But the project urgently needs to secure private sector involvement, according to an analyst of Tanzanian science.

"The money for the current face-lift of the Tengeru campus is available for timely completion of the project," said Burton Mwamila, vice chancellor of the institute.

The money has been borrowed from various Tanzanian social security and pension funds, with construction at the 200-acre site in Arusha costing about US$2.6 million, Mwamila told SciDev.Net.

He said NM-AIST Arusha expects to register its first students next month (February) but the maiden academic year will start after June 2011 when construction is completed.

"Visiting professors and lecturers from the United States, South Korea, India and other countries will work with resident faculty to deliver lectures and supervise research at MSc and PhD levels, enabling our teaching, research and innovation environment to achieve world-class standards," Mwamila said.

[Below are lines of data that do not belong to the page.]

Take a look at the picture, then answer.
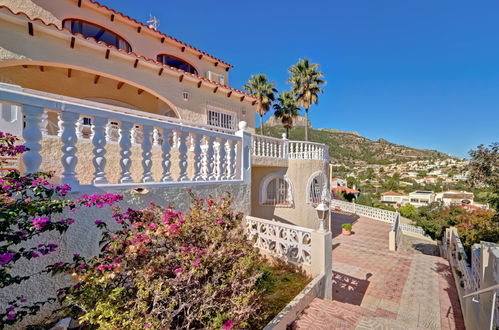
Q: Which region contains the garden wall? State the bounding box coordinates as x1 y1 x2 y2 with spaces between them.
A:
0 184 250 328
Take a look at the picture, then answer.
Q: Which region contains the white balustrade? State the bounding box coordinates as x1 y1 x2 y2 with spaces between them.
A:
23 104 44 173
142 125 154 182
246 216 313 265
92 117 108 184
0 85 251 190
59 112 80 187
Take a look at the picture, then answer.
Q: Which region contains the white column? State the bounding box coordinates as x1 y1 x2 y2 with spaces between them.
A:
59 111 80 186
218 138 229 180
177 131 189 181
120 121 133 183
191 133 204 181
40 110 49 136
205 135 217 181
142 125 154 182
228 140 237 180
236 121 251 183
161 128 173 182
92 117 107 184
311 231 333 300
22 104 43 174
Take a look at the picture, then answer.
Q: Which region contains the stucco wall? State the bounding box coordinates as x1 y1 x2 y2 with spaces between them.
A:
0 12 255 127
0 184 250 328
251 159 327 229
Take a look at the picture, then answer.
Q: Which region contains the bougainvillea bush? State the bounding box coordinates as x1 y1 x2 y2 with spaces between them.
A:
0 132 122 329
54 195 262 329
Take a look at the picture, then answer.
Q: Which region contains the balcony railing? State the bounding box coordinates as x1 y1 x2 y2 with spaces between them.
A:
252 134 329 161
0 85 250 190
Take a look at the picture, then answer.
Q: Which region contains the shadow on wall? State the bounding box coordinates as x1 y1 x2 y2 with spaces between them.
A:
333 272 372 306
331 211 359 238
432 262 464 329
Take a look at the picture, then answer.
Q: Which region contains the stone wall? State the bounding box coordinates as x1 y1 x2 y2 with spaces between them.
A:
0 184 250 325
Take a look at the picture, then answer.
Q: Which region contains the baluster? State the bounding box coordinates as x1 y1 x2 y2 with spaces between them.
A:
59 112 80 186
92 117 108 184
191 133 204 181
228 140 237 180
76 117 83 140
177 131 189 181
217 138 227 180
22 105 44 174
106 122 113 142
40 109 49 136
206 135 217 181
152 128 159 146
120 121 134 183
130 125 137 145
142 125 154 182
161 128 173 182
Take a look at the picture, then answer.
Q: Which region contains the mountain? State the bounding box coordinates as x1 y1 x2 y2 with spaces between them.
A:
257 126 455 165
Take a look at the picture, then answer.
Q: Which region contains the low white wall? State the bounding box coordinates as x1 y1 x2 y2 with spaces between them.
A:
0 184 250 329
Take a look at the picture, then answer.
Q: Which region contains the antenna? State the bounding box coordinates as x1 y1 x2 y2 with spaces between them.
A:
147 14 159 30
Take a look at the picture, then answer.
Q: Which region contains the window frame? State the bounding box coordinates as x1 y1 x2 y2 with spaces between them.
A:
156 53 199 76
259 173 294 207
305 171 327 205
62 17 133 53
206 105 238 130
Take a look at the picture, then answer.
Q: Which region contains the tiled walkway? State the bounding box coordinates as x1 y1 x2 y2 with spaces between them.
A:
295 214 464 330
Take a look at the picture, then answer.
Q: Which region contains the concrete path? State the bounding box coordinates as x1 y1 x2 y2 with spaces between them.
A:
295 213 464 330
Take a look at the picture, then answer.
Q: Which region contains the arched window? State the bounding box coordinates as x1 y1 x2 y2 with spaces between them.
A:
307 172 328 204
260 173 293 207
158 54 198 74
62 18 132 52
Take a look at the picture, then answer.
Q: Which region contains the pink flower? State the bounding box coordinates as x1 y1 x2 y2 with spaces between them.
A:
31 217 50 230
222 320 234 330
0 252 14 265
191 258 201 267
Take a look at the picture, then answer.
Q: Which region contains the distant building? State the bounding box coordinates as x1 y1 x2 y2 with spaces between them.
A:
381 191 409 207
409 190 435 207
436 190 475 206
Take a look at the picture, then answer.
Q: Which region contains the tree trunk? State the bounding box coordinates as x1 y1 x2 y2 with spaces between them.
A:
305 108 308 141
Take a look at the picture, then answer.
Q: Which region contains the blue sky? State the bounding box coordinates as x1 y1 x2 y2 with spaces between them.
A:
101 0 499 157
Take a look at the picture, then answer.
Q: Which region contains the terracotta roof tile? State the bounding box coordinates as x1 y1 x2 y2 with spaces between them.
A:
86 0 234 68
0 5 255 99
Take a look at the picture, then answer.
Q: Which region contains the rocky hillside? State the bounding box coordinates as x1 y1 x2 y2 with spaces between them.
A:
264 126 454 165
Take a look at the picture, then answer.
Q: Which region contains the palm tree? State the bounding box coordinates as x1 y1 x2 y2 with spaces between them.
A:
274 92 300 138
244 74 277 135
288 59 326 141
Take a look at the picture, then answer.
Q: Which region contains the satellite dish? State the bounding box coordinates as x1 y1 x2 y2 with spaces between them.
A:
147 14 159 30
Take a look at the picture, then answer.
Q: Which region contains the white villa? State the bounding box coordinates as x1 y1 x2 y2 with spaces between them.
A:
0 0 499 329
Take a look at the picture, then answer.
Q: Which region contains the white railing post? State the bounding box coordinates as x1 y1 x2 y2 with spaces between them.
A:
192 133 204 181
205 135 217 181
236 121 251 183
177 131 189 181
59 111 80 187
120 121 134 183
142 125 154 182
161 128 173 182
92 117 107 184
218 138 228 180
228 140 237 180
22 104 44 174
311 231 333 300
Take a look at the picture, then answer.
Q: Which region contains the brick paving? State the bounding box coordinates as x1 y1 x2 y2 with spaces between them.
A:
295 213 464 330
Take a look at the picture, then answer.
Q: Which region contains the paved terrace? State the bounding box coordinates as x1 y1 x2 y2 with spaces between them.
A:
295 213 464 330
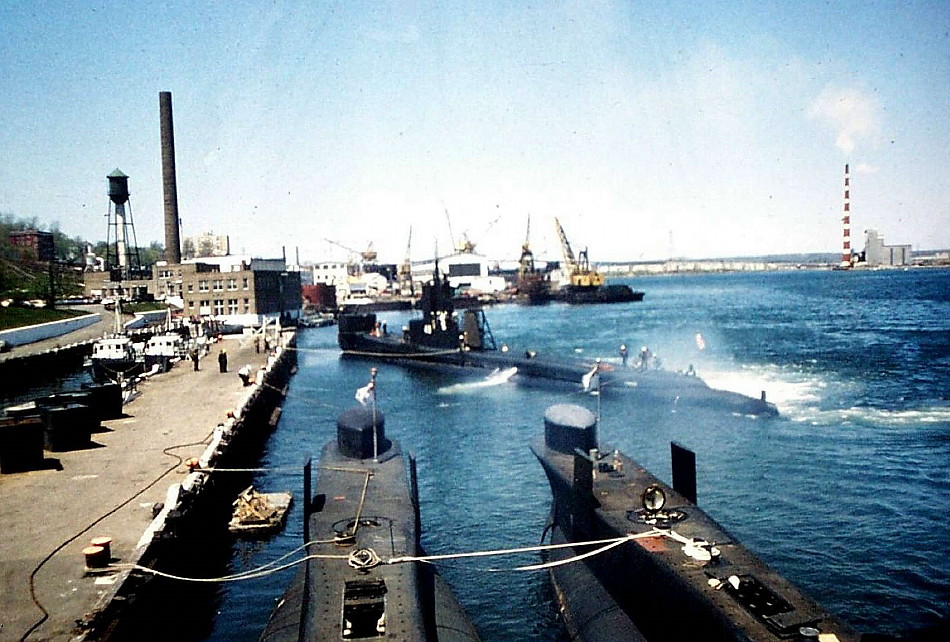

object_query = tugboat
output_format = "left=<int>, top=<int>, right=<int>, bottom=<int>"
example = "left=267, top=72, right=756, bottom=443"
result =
left=337, top=265, right=778, bottom=416
left=260, top=384, right=479, bottom=642
left=90, top=299, right=145, bottom=383
left=531, top=404, right=861, bottom=642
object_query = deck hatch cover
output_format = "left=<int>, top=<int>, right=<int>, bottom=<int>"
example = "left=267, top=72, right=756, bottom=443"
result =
left=725, top=575, right=820, bottom=636
left=341, top=579, right=386, bottom=640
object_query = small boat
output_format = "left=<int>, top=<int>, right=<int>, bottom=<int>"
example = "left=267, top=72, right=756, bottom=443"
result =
left=260, top=400, right=478, bottom=642
left=90, top=299, right=145, bottom=383
left=144, top=332, right=186, bottom=372
left=228, top=486, right=293, bottom=537
left=531, top=404, right=860, bottom=642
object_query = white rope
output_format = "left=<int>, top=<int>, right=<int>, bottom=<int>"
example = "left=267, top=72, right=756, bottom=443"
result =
left=115, top=528, right=676, bottom=583
left=109, top=555, right=349, bottom=583
left=342, top=348, right=461, bottom=359
left=386, top=529, right=661, bottom=564
left=514, top=536, right=634, bottom=571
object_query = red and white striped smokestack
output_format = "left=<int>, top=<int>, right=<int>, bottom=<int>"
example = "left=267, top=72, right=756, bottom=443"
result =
left=841, top=163, right=851, bottom=270
left=158, top=91, right=181, bottom=265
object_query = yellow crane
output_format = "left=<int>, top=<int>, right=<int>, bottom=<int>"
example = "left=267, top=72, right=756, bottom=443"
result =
left=554, top=217, right=604, bottom=288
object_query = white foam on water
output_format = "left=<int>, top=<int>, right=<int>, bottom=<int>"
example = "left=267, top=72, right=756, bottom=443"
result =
left=698, top=365, right=950, bottom=428
left=436, top=368, right=518, bottom=395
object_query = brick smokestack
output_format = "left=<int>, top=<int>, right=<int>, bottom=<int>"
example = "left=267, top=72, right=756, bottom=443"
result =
left=158, top=91, right=181, bottom=264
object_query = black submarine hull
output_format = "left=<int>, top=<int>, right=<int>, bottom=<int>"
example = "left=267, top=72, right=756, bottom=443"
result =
left=338, top=315, right=778, bottom=416
left=260, top=408, right=479, bottom=642
left=531, top=405, right=861, bottom=642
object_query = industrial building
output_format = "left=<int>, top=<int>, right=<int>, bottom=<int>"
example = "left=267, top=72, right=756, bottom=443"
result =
left=864, top=230, right=913, bottom=267
left=9, top=230, right=54, bottom=261
left=85, top=92, right=302, bottom=326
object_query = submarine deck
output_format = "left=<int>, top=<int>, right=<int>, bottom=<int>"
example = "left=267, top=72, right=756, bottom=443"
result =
left=531, top=438, right=859, bottom=642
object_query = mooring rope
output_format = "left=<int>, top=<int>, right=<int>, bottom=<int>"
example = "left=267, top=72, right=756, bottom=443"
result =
left=342, top=348, right=461, bottom=359
left=115, top=529, right=668, bottom=583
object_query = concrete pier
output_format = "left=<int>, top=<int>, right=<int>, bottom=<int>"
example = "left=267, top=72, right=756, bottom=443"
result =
left=0, top=333, right=294, bottom=641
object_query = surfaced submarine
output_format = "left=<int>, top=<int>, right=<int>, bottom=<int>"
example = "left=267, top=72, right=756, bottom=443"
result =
left=260, top=404, right=479, bottom=642
left=531, top=404, right=862, bottom=642
left=337, top=269, right=778, bottom=416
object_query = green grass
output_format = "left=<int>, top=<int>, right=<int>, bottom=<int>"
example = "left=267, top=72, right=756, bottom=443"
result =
left=0, top=306, right=86, bottom=330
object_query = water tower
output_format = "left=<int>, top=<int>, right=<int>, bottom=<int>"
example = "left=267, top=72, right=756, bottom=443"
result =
left=106, top=168, right=141, bottom=281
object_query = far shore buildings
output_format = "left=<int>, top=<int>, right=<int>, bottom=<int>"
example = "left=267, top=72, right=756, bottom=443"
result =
left=864, top=230, right=913, bottom=267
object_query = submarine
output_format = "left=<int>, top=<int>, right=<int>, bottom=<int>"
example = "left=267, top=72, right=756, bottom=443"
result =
left=337, top=265, right=778, bottom=416
left=531, top=404, right=867, bottom=642
left=259, top=402, right=479, bottom=642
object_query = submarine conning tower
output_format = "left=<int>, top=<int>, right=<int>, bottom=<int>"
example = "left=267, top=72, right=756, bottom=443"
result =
left=336, top=407, right=392, bottom=459
left=544, top=403, right=597, bottom=455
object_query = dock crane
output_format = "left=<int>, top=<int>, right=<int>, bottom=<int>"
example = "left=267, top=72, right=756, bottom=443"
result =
left=442, top=201, right=501, bottom=254
left=397, top=225, right=416, bottom=296
left=554, top=217, right=604, bottom=289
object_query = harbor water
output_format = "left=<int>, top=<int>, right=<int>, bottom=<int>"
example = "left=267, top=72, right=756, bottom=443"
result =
left=130, top=270, right=950, bottom=641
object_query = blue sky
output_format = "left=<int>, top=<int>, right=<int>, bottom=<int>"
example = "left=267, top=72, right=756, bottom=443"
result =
left=0, top=0, right=950, bottom=262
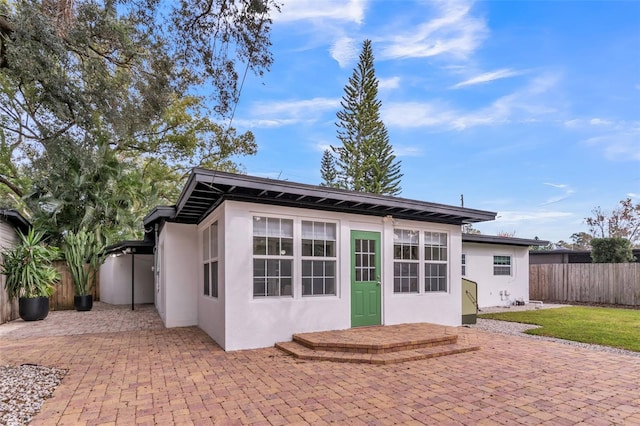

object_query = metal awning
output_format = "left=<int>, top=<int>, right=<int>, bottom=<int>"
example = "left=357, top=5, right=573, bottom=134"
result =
left=144, top=168, right=496, bottom=226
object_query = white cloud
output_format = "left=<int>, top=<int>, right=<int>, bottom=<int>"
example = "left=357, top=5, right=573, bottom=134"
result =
left=393, top=146, right=422, bottom=157
left=239, top=98, right=340, bottom=128
left=273, top=0, right=367, bottom=24
left=589, top=118, right=612, bottom=126
left=380, top=0, right=488, bottom=59
left=453, top=68, right=524, bottom=89
left=542, top=182, right=575, bottom=206
left=329, top=37, right=358, bottom=68
left=496, top=210, right=573, bottom=224
left=378, top=77, right=400, bottom=90
left=382, top=74, right=559, bottom=130
left=585, top=129, right=640, bottom=161
left=543, top=182, right=569, bottom=189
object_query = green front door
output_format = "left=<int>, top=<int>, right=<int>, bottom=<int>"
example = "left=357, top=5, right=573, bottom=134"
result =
left=351, top=231, right=382, bottom=327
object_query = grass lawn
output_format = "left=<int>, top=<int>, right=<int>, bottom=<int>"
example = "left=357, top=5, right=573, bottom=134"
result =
left=478, top=306, right=640, bottom=352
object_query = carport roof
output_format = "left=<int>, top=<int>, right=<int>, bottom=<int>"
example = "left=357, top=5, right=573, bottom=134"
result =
left=143, top=168, right=496, bottom=226
left=462, top=233, right=549, bottom=247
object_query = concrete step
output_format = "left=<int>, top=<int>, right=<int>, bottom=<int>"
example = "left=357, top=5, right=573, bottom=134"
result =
left=275, top=341, right=480, bottom=365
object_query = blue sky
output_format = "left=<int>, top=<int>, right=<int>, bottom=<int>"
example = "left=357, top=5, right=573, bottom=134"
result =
left=228, top=0, right=640, bottom=242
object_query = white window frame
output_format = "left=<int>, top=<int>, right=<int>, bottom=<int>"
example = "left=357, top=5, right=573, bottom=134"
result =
left=493, top=254, right=513, bottom=277
left=302, top=218, right=338, bottom=298
left=393, top=227, right=421, bottom=294
left=251, top=214, right=296, bottom=299
left=200, top=220, right=220, bottom=299
left=460, top=253, right=467, bottom=277
left=422, top=231, right=451, bottom=293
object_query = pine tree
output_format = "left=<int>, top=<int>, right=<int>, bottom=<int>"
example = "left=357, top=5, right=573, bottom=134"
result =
left=331, top=40, right=402, bottom=195
left=320, top=149, right=338, bottom=188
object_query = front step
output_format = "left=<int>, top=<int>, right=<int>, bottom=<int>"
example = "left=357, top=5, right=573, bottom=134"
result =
left=275, top=324, right=480, bottom=364
left=276, top=342, right=480, bottom=365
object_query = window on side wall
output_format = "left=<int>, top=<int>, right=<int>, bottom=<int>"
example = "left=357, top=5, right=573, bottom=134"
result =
left=493, top=256, right=511, bottom=275
left=302, top=220, right=336, bottom=296
left=253, top=216, right=293, bottom=297
left=202, top=222, right=218, bottom=297
left=393, top=229, right=420, bottom=293
left=462, top=253, right=467, bottom=277
left=424, top=231, right=448, bottom=293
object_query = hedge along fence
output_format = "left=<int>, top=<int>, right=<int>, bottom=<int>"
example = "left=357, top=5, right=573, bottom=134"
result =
left=529, top=263, right=640, bottom=306
left=49, top=260, right=100, bottom=311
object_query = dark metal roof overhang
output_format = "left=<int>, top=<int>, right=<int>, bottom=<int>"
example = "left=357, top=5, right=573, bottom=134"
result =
left=462, top=233, right=549, bottom=247
left=144, top=168, right=496, bottom=226
left=104, top=240, right=155, bottom=255
left=0, top=209, right=31, bottom=233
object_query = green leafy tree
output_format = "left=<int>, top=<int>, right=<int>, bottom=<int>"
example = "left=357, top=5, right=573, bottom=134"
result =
left=320, top=149, right=338, bottom=188
left=0, top=0, right=278, bottom=238
left=332, top=40, right=402, bottom=195
left=591, top=237, right=635, bottom=263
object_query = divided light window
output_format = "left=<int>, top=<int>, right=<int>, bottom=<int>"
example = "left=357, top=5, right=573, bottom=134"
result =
left=253, top=216, right=293, bottom=297
left=424, top=231, right=448, bottom=292
left=393, top=229, right=420, bottom=293
left=302, top=220, right=336, bottom=296
left=462, top=253, right=467, bottom=277
left=493, top=256, right=511, bottom=275
left=202, top=222, right=218, bottom=297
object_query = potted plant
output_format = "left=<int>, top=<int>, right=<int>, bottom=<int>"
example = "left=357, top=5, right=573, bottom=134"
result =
left=0, top=228, right=60, bottom=321
left=62, top=229, right=104, bottom=311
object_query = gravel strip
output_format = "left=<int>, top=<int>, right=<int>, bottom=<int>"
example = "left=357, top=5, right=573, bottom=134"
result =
left=468, top=318, right=640, bottom=357
left=0, top=364, right=67, bottom=426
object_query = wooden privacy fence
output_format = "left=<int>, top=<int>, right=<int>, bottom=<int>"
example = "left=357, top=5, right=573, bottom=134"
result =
left=0, top=261, right=100, bottom=324
left=529, top=263, right=640, bottom=306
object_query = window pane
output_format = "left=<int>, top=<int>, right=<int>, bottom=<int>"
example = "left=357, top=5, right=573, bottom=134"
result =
left=211, top=222, right=218, bottom=259
left=253, top=237, right=267, bottom=255
left=253, top=277, right=267, bottom=297
left=267, top=278, right=280, bottom=296
left=211, top=262, right=218, bottom=297
left=280, top=278, right=293, bottom=296
left=325, top=223, right=337, bottom=241
left=202, top=228, right=209, bottom=260
left=253, top=216, right=267, bottom=237
left=302, top=278, right=313, bottom=296
left=267, top=217, right=282, bottom=237
left=253, top=259, right=267, bottom=277
left=325, top=241, right=336, bottom=257
left=280, top=238, right=293, bottom=256
left=302, top=240, right=313, bottom=256
left=202, top=263, right=209, bottom=296
left=313, top=278, right=324, bottom=294
left=324, top=277, right=336, bottom=295
left=302, top=220, right=313, bottom=240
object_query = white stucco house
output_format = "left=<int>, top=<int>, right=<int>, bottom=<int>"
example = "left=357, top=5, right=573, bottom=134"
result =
left=462, top=234, right=549, bottom=309
left=144, top=169, right=504, bottom=350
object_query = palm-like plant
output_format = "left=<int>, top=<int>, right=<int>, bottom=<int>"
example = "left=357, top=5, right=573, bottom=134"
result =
left=62, top=229, right=104, bottom=296
left=0, top=228, right=60, bottom=299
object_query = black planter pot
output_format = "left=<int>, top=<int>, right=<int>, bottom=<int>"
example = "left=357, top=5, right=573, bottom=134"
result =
left=18, top=297, right=49, bottom=321
left=73, top=294, right=93, bottom=311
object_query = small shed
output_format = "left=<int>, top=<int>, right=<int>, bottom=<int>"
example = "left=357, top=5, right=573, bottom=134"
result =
left=100, top=240, right=154, bottom=309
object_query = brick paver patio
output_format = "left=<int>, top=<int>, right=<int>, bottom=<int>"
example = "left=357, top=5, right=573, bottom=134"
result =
left=0, top=302, right=640, bottom=425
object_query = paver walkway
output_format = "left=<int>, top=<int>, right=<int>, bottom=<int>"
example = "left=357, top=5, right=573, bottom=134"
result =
left=0, top=302, right=640, bottom=425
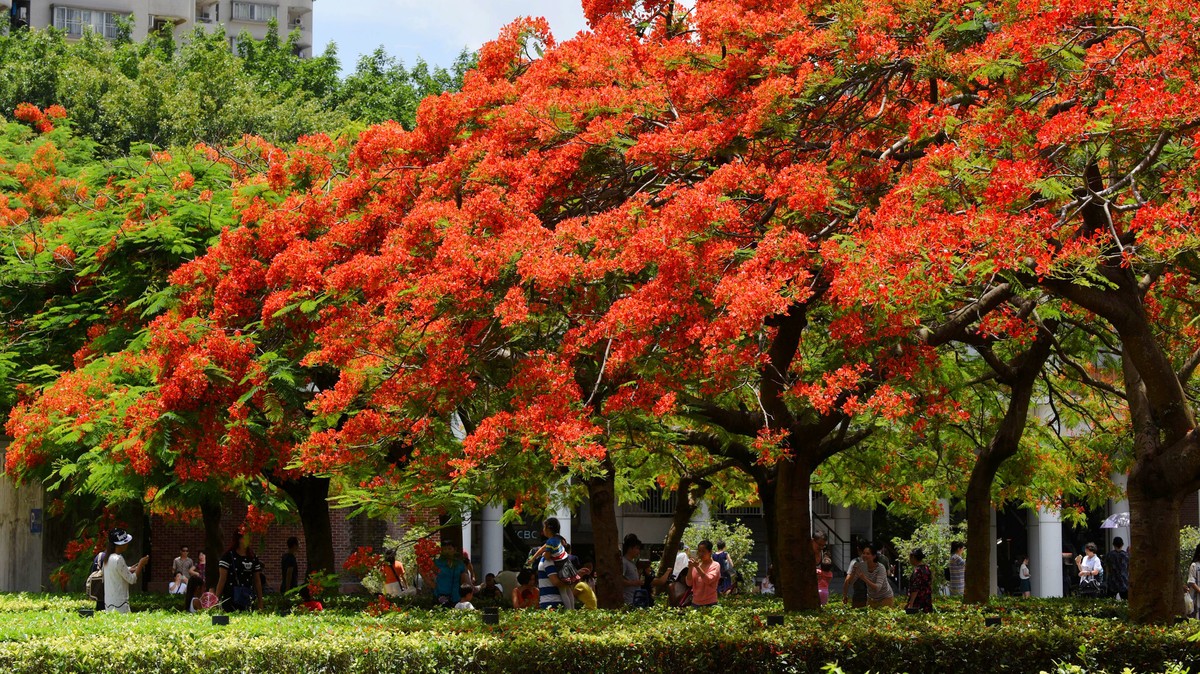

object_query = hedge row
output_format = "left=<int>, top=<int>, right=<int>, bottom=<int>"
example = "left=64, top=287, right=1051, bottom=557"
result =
left=0, top=592, right=1200, bottom=674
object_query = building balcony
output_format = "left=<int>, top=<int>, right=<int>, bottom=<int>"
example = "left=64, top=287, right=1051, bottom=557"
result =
left=150, top=0, right=196, bottom=24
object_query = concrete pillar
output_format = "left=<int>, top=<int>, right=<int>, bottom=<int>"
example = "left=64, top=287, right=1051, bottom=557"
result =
left=1106, top=473, right=1132, bottom=550
left=0, top=440, right=46, bottom=592
left=989, top=508, right=1000, bottom=596
left=937, top=499, right=950, bottom=526
left=829, top=505, right=854, bottom=571
left=478, top=505, right=504, bottom=576
left=1028, top=508, right=1062, bottom=597
left=462, top=510, right=479, bottom=573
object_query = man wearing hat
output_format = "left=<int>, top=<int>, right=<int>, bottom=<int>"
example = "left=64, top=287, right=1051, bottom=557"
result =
left=100, top=529, right=150, bottom=613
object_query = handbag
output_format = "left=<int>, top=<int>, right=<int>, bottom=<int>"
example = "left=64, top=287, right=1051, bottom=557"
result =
left=554, top=558, right=582, bottom=585
left=233, top=585, right=254, bottom=610
left=1075, top=576, right=1102, bottom=597
left=83, top=553, right=108, bottom=604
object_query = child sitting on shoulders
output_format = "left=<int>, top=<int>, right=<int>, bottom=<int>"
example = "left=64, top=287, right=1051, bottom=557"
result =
left=454, top=583, right=475, bottom=610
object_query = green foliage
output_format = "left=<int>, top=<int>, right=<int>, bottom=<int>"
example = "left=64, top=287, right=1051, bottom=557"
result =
left=0, top=595, right=1198, bottom=674
left=0, top=24, right=475, bottom=156
left=683, top=519, right=758, bottom=584
left=892, top=522, right=967, bottom=592
left=0, top=122, right=234, bottom=410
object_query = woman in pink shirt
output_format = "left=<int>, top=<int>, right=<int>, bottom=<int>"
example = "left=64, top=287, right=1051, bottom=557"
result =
left=817, top=555, right=833, bottom=606
left=688, top=541, right=721, bottom=607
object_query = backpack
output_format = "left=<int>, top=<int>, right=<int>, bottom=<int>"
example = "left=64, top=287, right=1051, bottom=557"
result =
left=83, top=553, right=108, bottom=603
left=554, top=556, right=583, bottom=585
left=629, top=588, right=654, bottom=608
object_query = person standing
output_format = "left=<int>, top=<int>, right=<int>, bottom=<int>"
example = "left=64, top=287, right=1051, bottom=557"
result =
left=217, top=531, right=263, bottom=610
left=168, top=546, right=199, bottom=595
left=906, top=548, right=934, bottom=613
left=101, top=529, right=150, bottom=613
left=713, top=541, right=733, bottom=595
left=1103, top=536, right=1129, bottom=600
left=854, top=546, right=895, bottom=608
left=1187, top=546, right=1200, bottom=619
left=817, top=555, right=833, bottom=606
left=538, top=549, right=574, bottom=610
left=425, top=541, right=470, bottom=608
left=380, top=550, right=410, bottom=597
left=841, top=546, right=866, bottom=608
left=280, top=536, right=300, bottom=595
left=1075, top=543, right=1104, bottom=597
left=620, top=534, right=642, bottom=606
left=686, top=540, right=721, bottom=608
left=512, top=568, right=538, bottom=608
left=950, top=541, right=967, bottom=597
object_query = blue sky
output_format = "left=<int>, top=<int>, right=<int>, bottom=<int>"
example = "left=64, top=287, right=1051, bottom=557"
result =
left=313, top=0, right=587, bottom=71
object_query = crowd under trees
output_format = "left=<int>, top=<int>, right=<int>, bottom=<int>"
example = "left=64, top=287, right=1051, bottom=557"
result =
left=0, top=0, right=1200, bottom=622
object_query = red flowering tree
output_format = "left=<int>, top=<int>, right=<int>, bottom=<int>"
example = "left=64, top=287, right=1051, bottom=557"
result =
left=0, top=106, right=255, bottom=566
left=820, top=2, right=1200, bottom=621
left=117, top=2, right=955, bottom=608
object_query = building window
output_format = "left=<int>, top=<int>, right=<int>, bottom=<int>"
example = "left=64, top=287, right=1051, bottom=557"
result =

The institute, which is owned by the Tanzanian government, will also have a second campus in Karangai, 12 kilometres away.

NM-AIST is a network of pan-African Sub-Saharan science and technology institutions that has the main objective of developing the next generation of African scientists and engineers.

It is the idea of senior African, mostly diaspora scientists, and is modelled on the Indian Institutes of Technology, a network of higher education colleges in India.

The first of five regional institutes was launched in the Nigerian capital of Abuja in 2007 with backing from the World Bank. It has several hundred students, with the first Master’s degrees awarded in December 2009.

Construction of the other hubs seemed to stall, but regained some momentum in 2009 with the appointment of top management staff and the dedication of land for the second campus in Arusha.

Peter Tindemans, director of the Netherlands-based consultancy firm Global Knowledge Strategies and Partnerships, who did a feasibility study for the institute in February 2006, welcomed the news but called for private sector involvement as early as possible.

After completing the World Bank-commissioned feasibility study, he told SciDev.Net, he raised concerns about whether Tanzania could, on its own, raise the US$2 billion necessary for the construction.

Tindemans also said that an institute whose aim is to achieve the standards comparable with the Massachusetts Institute of Technology could create a damagingly wide gap between itself and other technical institutions in Tanzania, which should be provided with more means to improve too.

The International Institute for Water and Environmental Engineering (2iE) in Ouagadougou, Burkina Faso, has been admitted into the NM-AIST network as a third institution, with more than 1,000 students.